Il était loin d’imaginer que l’illustre promeneur pour lequel il s’était fait tant de soucis jusqu’à son élection

serait celui  qui, peu à peu introduirait le Régime et leader de l’époque, qui l’avait tant effrayé en 1974.  

 

 

   Si  1973 avait été terne et morose, ce fut à cause de l’éternelle précarité de notre installation ; et aussi

du changement de vitesse, plutôt au ralentissement de notre régime de vie. Il faut y ajouter la fatigue

passagère de mes Parents qui renoncèrent, pour l’instant, à la recherche d’une habitation citadine.

 

 

   Désormais, pour moi tout espoir était fermé. Le pas était franchi. L’année 1974 sera  plus nerveuse, sinon

plus dynamique. L’annonce du départ de Tuhault  mettra un peu de vent dans les voiles du « bateau ». Mais

chacun espérera le mener à sa guise ; et si j’ai bien compris, vers trois ports différents.

 

   Un déjeuner fumant.

 

   Au fur et à mesure que mes espoirs de vie parisienne s’envolaient, je m’étais persuadé de la difficulté (lire

:l’impossibilité) d’une installation durable à La Glazière. Il fallait recueillir l’avis du plus grand nombre d’amis

possible.

   Dès novembre, j’avais demandé à Chantal de Pange si une rencontre avec l’Abbé Jeantet aiderait le ménage

à trouver une solution acceptable pour tous. Malgré son état de santé bizarrement alarment ma Mère organisa

un déjeuner de rencontre. La Philosophie et la Théologie étaient bien présentes. Elles précédèrent de peu un

rendez-vous d’entretient plus « technique », pris entre nos trois  amis, pour qu’ils puissent discuter à l’aise du

problème qui avait été l’occasion de prise de contact.

 

   Chacun son tour. 

 

                   Les ennuis familiaux et domestiques avaient eu raison de la résistance de ma Mère. J’ai évoquer

plus haut, dès novembre, une baisse de son activité, et son désir de repos. L’aggravation de son état s’accompagna
à partir du 1er janvier d’une importante et régulière montée de fièvre. Elle commerçait

 vers 17 heures et retombait vers minuit..

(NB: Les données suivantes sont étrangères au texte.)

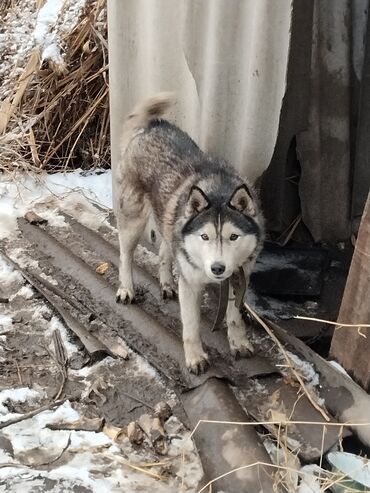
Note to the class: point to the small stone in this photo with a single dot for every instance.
(162, 411)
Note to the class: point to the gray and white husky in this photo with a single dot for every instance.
(208, 217)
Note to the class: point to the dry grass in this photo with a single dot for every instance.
(58, 114)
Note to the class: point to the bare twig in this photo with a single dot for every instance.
(31, 414)
(289, 362)
(338, 324)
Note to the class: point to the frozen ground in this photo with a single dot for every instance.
(32, 456)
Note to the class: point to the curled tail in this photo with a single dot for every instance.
(150, 109)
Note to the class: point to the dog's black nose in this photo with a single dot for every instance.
(217, 268)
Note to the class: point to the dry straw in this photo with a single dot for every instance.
(58, 115)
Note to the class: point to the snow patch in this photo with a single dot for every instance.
(338, 367)
(25, 292)
(55, 324)
(8, 275)
(22, 395)
(5, 324)
(75, 193)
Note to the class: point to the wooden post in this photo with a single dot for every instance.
(351, 346)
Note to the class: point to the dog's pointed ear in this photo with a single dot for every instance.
(242, 201)
(197, 201)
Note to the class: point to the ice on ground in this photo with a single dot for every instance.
(56, 324)
(8, 275)
(22, 394)
(5, 323)
(338, 367)
(91, 460)
(305, 368)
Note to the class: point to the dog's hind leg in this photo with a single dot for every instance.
(132, 216)
(165, 272)
(190, 297)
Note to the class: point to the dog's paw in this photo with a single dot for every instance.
(125, 295)
(241, 348)
(197, 361)
(168, 291)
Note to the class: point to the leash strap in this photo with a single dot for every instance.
(239, 285)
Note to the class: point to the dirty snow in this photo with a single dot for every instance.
(23, 29)
(5, 323)
(73, 193)
(91, 460)
(16, 395)
(338, 367)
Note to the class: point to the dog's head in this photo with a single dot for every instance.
(221, 232)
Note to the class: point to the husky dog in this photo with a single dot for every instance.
(208, 216)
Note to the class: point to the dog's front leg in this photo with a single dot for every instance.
(165, 272)
(190, 297)
(129, 232)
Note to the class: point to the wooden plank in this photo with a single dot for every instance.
(351, 346)
(361, 178)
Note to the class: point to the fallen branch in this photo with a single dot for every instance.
(31, 414)
(288, 360)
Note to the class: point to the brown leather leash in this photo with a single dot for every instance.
(239, 285)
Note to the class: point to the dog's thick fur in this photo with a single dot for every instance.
(201, 207)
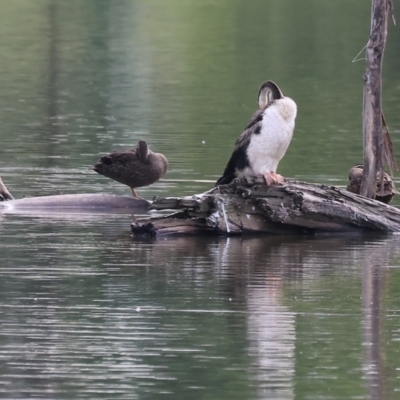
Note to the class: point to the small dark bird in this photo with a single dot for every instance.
(135, 168)
(354, 185)
(265, 139)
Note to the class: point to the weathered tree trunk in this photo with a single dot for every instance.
(4, 193)
(251, 206)
(376, 142)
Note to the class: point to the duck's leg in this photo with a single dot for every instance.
(273, 177)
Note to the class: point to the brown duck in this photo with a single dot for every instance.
(354, 185)
(135, 168)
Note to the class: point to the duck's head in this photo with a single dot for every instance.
(269, 91)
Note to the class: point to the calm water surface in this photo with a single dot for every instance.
(86, 311)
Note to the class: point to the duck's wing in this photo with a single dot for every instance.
(239, 159)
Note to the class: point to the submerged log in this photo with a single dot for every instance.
(76, 203)
(249, 206)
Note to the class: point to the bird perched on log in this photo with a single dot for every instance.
(265, 139)
(4, 193)
(354, 185)
(135, 168)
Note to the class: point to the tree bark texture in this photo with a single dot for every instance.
(373, 134)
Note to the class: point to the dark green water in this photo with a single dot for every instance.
(88, 312)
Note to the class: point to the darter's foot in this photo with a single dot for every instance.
(134, 194)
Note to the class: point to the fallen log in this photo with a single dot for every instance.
(249, 206)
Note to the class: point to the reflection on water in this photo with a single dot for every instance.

         La Doctoresse Faine était perplexe. Mentalement elle avait posé son diagnostic ou tout au moins

ébauché un plan. Mais elle n’ignorait pas les difficultés qu’engendrerait la réalisation de l’ordonnance

donnée. Il ne s’agissait de rien de moins que d’envoyer ma Mère à Cochin afin d’y subir un examen

général et de savoir ainsi quelle était l’évolution de sa maladie.

 

   Mais ce faisant on laisserait mon Père pratiquement seul ;-privé de la présence de sa femme qui

était pour lui une présence aussi déterminante que déterminatrice dans ses décisions et quotidienne.

 

D’où ce dialogue plein d’humour :

 

-« Monsieur, avez-vous déjà vu un Médecin embarrassé ? »

-Non Docteur.

-Eh bien regardez-moi, Vous ne pouvez de vous occuper Martial et de la maison. Il faudrait pourtant que

Madame de  Maindreville aille faire un séjour de contrôle à Cochin. Il faut savoir d’où vient cette fièvre et comment la combattre…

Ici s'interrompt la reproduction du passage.